Anhaltender Starkregen nebst Überflutungen in Zentraljava – erhöhte Lahar-Gefahr am Merapi und anderen Vulkanen
In den letzten Tagen haben langanhaltend intensive Regenfälle in mehreren Regionen von Zentraljava in Indonesien zu schweren Überschwemmungen geführt, die weitreichende Schäden und Evakuierungen verursachten. Vor allem im Grobogan-Regierungsbezirk stiegen mehrere Flusspegel nach Starkregen in kurzer Zeit stark an, sodass Dämme und Uferbefestigungen brachen und große Gebiete bis zu einen halben Meter unter Wasser standen. In dem Überflutungsgebiet liegen 42 Dörfer. Tausende Familien waren von den Überflutungen betroffen, Straßen und Verkehrswege wurden beschädigt. Mehr als 1 800 Hektar landwirtschaftliche Nutzfläche, auf denen überwiegend Reis angebaut wird, wurden überschwemmt.

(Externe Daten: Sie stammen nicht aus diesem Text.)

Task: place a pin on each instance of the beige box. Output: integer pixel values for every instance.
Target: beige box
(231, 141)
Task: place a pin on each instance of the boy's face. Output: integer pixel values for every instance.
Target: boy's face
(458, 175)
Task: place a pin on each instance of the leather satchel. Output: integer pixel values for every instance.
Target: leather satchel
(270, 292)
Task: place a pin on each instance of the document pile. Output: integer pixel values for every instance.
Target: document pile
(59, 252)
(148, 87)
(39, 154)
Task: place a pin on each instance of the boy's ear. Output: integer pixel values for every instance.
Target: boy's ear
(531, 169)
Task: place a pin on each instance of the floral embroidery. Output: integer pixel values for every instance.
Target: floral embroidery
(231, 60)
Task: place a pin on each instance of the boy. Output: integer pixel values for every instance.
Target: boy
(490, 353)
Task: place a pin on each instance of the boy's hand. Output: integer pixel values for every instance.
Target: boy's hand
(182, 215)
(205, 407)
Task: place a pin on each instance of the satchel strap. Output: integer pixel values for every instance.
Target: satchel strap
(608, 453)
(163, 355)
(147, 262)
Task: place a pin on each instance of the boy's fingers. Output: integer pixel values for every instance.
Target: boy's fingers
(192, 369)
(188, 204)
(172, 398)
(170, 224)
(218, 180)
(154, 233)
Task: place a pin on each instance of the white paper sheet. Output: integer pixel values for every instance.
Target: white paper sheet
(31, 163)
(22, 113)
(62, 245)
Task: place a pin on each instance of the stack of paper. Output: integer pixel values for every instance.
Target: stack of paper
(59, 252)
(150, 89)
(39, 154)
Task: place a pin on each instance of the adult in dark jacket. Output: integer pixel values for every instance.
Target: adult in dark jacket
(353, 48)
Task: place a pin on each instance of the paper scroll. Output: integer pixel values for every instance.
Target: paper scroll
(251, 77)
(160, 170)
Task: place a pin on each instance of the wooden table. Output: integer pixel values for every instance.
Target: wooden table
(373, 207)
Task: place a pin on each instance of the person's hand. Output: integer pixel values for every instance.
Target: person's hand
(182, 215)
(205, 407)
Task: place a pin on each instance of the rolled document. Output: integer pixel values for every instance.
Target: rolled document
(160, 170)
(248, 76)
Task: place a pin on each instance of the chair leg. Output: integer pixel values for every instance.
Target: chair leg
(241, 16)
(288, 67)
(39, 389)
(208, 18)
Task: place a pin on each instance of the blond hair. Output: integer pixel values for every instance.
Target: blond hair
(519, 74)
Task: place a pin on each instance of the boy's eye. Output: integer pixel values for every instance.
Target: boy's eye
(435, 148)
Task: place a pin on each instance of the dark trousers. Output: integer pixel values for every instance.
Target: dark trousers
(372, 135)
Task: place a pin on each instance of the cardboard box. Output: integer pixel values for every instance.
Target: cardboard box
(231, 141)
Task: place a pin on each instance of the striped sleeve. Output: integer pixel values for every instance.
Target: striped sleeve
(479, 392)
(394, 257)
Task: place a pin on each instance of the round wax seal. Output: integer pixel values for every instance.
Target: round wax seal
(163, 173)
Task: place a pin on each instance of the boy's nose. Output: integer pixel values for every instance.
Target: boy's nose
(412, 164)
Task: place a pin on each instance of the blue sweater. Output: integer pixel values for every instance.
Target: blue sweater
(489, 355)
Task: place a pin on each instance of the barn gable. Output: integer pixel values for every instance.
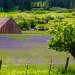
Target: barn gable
(9, 26)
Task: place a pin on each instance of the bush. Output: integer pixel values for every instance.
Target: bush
(63, 37)
(73, 13)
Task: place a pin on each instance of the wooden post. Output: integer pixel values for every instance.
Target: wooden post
(50, 67)
(0, 64)
(66, 65)
(26, 68)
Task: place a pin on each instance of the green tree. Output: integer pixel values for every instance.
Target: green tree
(63, 37)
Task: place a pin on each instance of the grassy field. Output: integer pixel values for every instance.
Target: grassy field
(28, 48)
(38, 57)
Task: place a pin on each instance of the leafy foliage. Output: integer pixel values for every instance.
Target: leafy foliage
(63, 37)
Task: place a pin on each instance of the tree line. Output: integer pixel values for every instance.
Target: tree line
(10, 5)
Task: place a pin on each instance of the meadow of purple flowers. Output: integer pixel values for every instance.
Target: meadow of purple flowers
(10, 43)
(31, 50)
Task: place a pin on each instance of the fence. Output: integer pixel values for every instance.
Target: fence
(49, 69)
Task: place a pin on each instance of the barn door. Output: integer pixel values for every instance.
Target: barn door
(11, 28)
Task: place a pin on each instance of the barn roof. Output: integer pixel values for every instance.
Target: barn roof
(3, 21)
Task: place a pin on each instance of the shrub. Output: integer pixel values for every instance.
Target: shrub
(73, 13)
(63, 37)
(33, 23)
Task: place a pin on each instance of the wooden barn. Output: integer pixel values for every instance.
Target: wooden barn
(9, 26)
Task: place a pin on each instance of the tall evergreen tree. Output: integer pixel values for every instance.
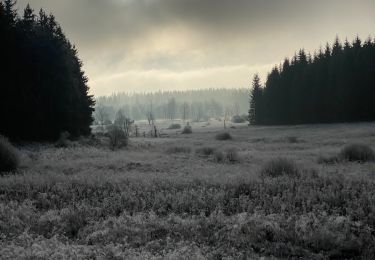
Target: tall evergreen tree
(336, 85)
(255, 111)
(43, 85)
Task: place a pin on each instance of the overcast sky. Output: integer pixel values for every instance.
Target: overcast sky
(149, 45)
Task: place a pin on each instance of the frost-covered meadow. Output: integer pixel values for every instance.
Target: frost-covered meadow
(190, 196)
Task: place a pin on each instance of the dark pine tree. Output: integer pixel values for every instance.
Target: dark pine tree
(43, 87)
(255, 111)
(337, 84)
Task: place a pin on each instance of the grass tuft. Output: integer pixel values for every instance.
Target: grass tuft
(9, 157)
(187, 130)
(357, 153)
(223, 136)
(280, 167)
(205, 151)
(174, 126)
(178, 149)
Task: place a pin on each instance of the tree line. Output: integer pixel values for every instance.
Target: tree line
(335, 84)
(195, 105)
(43, 88)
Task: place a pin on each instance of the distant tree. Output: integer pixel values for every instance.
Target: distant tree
(123, 122)
(255, 101)
(335, 85)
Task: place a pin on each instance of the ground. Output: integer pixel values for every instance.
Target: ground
(164, 198)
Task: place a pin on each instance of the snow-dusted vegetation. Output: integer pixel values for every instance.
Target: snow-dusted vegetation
(171, 198)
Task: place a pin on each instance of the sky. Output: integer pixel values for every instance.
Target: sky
(151, 45)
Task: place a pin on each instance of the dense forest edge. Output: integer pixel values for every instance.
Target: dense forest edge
(191, 105)
(43, 87)
(45, 90)
(335, 84)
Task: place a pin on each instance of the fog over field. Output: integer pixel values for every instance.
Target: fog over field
(187, 129)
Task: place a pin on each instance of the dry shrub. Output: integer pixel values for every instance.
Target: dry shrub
(205, 151)
(223, 136)
(187, 130)
(219, 156)
(117, 138)
(63, 140)
(292, 139)
(280, 167)
(328, 159)
(238, 119)
(174, 126)
(358, 153)
(231, 155)
(9, 157)
(178, 149)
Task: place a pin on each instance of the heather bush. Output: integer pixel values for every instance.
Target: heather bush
(187, 130)
(9, 157)
(279, 167)
(178, 149)
(231, 155)
(238, 119)
(219, 156)
(292, 139)
(174, 126)
(223, 136)
(358, 153)
(117, 138)
(205, 151)
(63, 140)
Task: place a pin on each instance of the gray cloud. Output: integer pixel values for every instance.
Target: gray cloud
(145, 40)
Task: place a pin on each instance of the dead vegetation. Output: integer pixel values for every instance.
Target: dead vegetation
(247, 200)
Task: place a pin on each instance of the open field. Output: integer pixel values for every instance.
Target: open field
(190, 196)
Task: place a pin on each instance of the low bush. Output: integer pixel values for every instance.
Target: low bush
(174, 126)
(117, 138)
(292, 139)
(205, 151)
(187, 130)
(219, 156)
(328, 159)
(231, 155)
(223, 136)
(9, 157)
(238, 119)
(279, 167)
(358, 153)
(178, 149)
(63, 140)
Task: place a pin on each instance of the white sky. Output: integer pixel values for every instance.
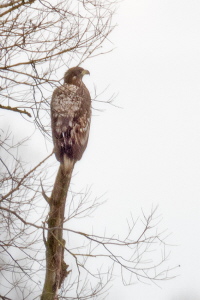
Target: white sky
(147, 152)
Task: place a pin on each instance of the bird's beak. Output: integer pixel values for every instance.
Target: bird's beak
(84, 72)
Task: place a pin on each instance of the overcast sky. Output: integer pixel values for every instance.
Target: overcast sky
(148, 152)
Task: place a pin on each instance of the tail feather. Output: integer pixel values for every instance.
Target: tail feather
(68, 164)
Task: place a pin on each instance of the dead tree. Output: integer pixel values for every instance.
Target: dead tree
(40, 39)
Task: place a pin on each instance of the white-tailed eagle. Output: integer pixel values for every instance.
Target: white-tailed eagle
(70, 117)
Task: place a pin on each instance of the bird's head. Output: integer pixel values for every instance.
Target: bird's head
(75, 75)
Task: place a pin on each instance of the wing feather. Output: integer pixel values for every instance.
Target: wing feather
(70, 115)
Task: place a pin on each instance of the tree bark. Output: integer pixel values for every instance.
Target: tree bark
(56, 268)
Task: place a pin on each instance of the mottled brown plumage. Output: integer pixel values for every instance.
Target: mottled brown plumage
(70, 117)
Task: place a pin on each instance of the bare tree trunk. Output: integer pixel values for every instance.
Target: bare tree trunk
(56, 268)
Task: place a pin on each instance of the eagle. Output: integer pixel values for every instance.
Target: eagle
(70, 118)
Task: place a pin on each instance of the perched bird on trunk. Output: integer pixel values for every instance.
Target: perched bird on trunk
(70, 118)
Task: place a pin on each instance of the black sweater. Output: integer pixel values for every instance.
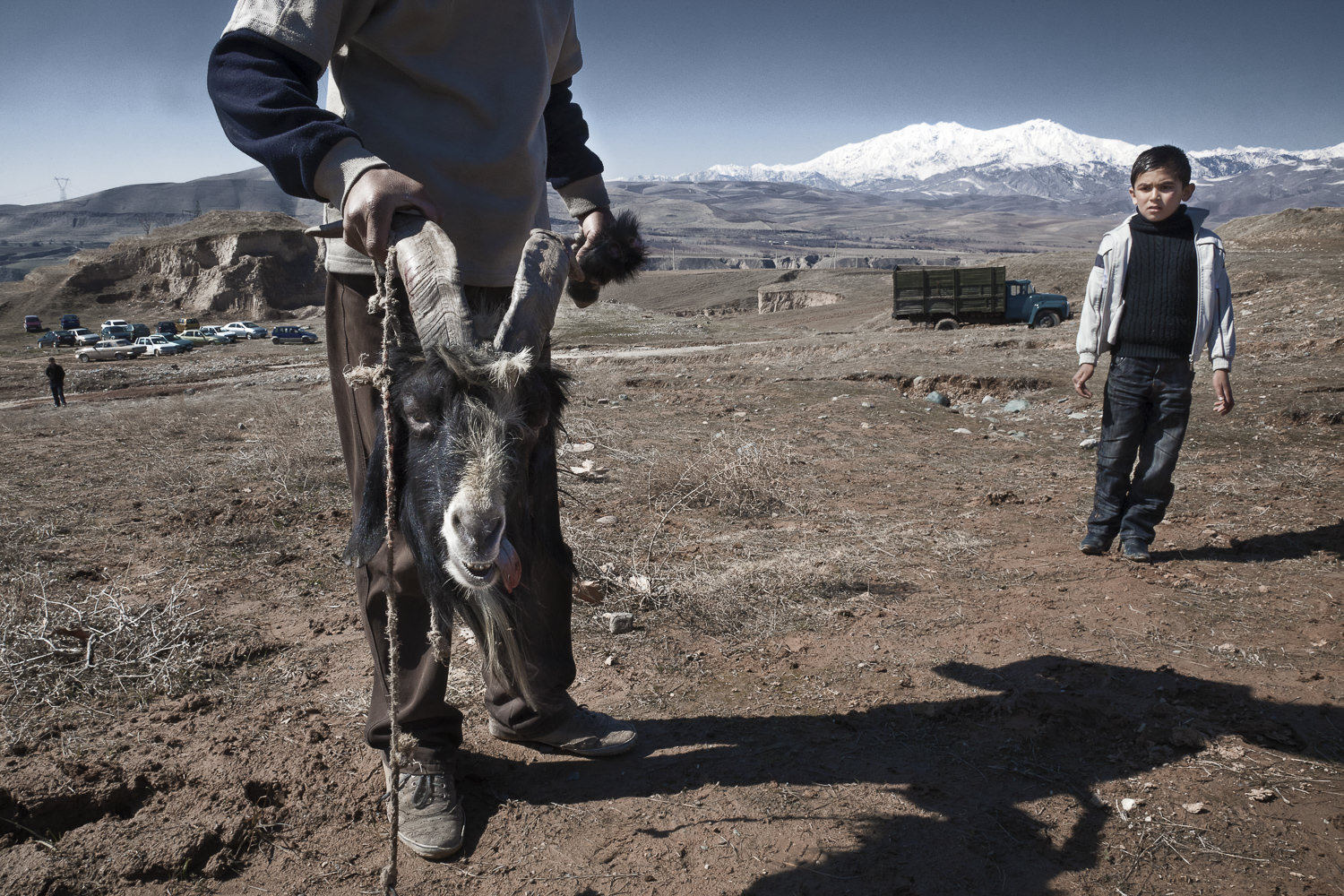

Zahlreiche Schulen und Häuser wurden beschädigt oder sogar zerstört.

Die National Disaster Mitigation Agency (BNPB) meldete, dass viele Bewohner vorübergehend in öffentlichen Einrichtungen wie Moscheen oder Notunterkünften Schutz suchten, während die örtlichen Behörden Nahrungsmittel, Kleidung und medizinische Versorgung bereitstellten. Nachdem das Wasser inzwischen vielerorts zurückgegangen ist, setzen die Gemeinden den Aufräum- und Wiederaufbauprozess fort, wobei die Gefahr von durch stagnierendes Wasser übertragenen Krankheiten weiterhin besteht.
Diese extremen Niederschläge fallen in die Hauptphase der indonesischen Regenzeit, die zwischen November und April ihren Höhepunkt erreicht und traditionell wiederkehrend zu hydrometeorologischen Katastrophen wie Überschwemmungen und Erdrutschen beiträgt.
Der Starkregen verlagerte sich heute in Richtung Küste, wo aus Yogyakarta überflutete Straßen und geflutete Erdgeschosse gemeldet werden. Betroffen ist auch der aktive Vulkan Merapi, der unmittelbar nördlich von Yogyakarta liegt. Bei ihm handelt es sich mu einen der aktivsten Vulkane Indonesiens. Durch die Regenfälle steigt dort die Lahar-Gefahr deutlich an, denn wenn starke Niederschläge mit frischem vulkanischem Material im oberen Einzugsgebiet des Vulkans zusammentreffen, können schnell Schlammlawinen (Lahare) entstehen, die Talbereiche entlang von Flussläufen gefährden. Diese Schlammströme fließen mit hoher Geschwindigkeit und können Infrastruktur zerstören. Sie gelten als besonders gefährlich für Anwohner an den Flanken des Merapi.
Insgesamt zeigt die Kombination aus starken Regenfällen, gesättigten Böden und der topografischen Lage Zentraljavas, wie stark hydrometeorologische und vulkanische Risiken dort miteinander verknüpft sind.